In a letter to Labor Secretary Thomas Perez, the senators wrote, “Recent reports of violence suggest there are major problems in Job Corps’ ability to keep its students and staff safe.”

They ask Perez to provide information on what the Department of Labor is doing to ensure safety at Job Corps centers, where many high school age students both live and study.

In February, the DOL Office for Inspector General (OIG) issued a report that found Job Corps center management was not consistently enforcing the zero tolerance policy for violence and have allowed potentially dangerous students to remain enrolled.

The OIG also made recommendations to address these problems. In 2015, there have been two students murdered at Job Corps centers in St. Louis, Mo., and Homestead, Fla.

The letter asks a series of questions about the status of those actions recommended by the OIG report as well as what DOL is doing to respond to the recent murders of Job Corps students, in order to make timely and meaningful changes and keep students safe.
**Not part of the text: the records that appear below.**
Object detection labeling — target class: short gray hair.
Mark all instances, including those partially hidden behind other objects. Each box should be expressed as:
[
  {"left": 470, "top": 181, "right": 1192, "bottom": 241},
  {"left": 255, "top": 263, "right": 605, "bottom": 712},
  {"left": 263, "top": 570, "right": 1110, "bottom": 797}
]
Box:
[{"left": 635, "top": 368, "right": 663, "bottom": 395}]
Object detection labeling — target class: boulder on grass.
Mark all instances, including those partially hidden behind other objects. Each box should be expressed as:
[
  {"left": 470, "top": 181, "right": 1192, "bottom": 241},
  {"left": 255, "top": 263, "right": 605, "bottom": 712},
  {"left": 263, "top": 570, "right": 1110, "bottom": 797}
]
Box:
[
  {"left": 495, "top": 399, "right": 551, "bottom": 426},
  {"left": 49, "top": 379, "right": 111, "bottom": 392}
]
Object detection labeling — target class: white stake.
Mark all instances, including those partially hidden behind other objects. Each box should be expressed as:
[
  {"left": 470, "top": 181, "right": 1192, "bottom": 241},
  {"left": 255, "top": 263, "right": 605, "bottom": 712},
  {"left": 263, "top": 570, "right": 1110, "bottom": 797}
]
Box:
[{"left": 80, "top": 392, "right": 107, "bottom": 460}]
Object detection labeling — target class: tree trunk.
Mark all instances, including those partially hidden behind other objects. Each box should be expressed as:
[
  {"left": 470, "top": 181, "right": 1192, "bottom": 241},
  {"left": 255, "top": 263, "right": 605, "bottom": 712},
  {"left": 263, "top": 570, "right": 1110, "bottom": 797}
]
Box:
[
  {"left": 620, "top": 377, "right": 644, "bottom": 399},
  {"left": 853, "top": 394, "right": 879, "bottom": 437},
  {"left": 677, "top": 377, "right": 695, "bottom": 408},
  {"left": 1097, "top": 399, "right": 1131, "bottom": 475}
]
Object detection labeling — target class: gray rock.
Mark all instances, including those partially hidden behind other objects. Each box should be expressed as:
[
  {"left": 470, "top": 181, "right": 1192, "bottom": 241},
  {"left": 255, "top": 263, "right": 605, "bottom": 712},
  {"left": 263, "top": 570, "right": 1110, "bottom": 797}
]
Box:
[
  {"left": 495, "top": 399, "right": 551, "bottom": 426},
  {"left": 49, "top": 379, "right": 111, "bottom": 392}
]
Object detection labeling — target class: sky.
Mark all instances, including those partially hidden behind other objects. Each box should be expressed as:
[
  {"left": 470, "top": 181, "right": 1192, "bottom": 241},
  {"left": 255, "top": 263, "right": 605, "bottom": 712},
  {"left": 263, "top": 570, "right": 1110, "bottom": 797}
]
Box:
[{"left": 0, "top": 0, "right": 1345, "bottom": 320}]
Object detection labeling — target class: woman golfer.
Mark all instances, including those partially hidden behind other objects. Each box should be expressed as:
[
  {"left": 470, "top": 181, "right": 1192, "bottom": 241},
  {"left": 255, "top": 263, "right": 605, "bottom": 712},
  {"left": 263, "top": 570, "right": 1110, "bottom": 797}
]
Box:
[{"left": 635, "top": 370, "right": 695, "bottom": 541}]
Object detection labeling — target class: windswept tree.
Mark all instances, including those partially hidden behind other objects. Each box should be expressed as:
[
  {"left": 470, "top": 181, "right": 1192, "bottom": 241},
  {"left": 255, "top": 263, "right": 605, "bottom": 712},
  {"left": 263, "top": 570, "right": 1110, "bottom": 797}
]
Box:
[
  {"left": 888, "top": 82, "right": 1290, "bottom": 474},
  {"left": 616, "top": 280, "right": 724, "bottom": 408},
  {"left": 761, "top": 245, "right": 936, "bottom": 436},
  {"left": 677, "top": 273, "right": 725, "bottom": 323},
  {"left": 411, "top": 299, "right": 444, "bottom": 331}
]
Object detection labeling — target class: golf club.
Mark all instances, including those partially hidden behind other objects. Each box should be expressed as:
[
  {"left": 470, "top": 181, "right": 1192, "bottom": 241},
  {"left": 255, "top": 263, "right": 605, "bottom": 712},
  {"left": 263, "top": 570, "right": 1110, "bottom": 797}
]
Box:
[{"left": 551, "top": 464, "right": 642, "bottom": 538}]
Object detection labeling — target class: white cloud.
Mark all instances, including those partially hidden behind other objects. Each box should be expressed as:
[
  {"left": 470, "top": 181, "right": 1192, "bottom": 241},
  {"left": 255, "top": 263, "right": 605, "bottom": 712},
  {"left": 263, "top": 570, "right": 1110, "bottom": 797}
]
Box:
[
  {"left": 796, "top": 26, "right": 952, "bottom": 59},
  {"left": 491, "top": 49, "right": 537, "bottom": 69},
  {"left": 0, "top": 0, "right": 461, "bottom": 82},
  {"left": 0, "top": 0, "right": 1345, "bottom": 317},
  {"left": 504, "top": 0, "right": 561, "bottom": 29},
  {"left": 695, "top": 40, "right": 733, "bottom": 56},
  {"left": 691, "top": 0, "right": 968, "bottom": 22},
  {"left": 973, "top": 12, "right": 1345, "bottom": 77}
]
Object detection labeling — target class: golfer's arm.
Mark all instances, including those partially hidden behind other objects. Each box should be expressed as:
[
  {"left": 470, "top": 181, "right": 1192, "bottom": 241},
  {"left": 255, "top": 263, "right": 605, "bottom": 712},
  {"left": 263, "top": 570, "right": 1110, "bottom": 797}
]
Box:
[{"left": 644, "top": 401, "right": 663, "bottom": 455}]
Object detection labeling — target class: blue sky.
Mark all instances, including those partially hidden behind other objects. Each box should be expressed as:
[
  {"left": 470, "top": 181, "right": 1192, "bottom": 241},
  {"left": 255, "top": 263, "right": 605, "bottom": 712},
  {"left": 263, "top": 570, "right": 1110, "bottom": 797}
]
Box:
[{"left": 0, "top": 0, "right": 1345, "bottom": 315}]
In part, the letter notes:

  • In February 2015, the DOL OIG issued a report that found systemic weaknesses in safety protocols at all 125 Job Corps centers across the country.
  • The DOL OIG reviewed security logs for 11 selected centers and identified 277 students who had committed potential Level I or Level II infractions.
  • Fifty-eight of those 277 potential violations committed by students were not recorded in the appropriate system, nor was there any evidence to show required disciplinary action was taken, and 41 were incorrectly downgraded to lesser infractions.
  • According to the OIG report, management at Job Corps centers wanted to give students who committed serious misconduct a second chance or were trying to avoid negative performance outcomes. Regardless of management’s intent, their actions threatened the safety of Job Corps students and staff. For example, one center in Tulsa failed to investigate or take disciplinary action when a student was found with illegal drugs, a Level I offense that should have resulted in expulsion from the program. Instead, the student was allowed to remain in the program until he assaulted another student 12 days later.
  • In April, a Job Corps student was shot and killed in his dormitory at the St. Louis Job Corps center. Another Job Corps student was charged with his murder. A student interviewed by the St. Louis Post Dispatch said he had heard rumors that some students had concealed weapons, but he never saw security use their hand-held metal detector.
  • In July, another Job Corps student was found gruesomely murdered by a machete outside the Homestead Job Corps center in Florida. In August, four of his fellow Job Corps students were charged with the murder. According to news reports, law enforcement sources said the students charged with murder were known as bullies at the Home-stead Job Corps center, and one of the students is believed to have dealt drugs. The Miami Herald reported that the 17 year-old victim was known as a peaceful boy.

The safety failures of the Job Corps program demand immediate attention, and the Committee would like to know what steps are being taken to improve safety.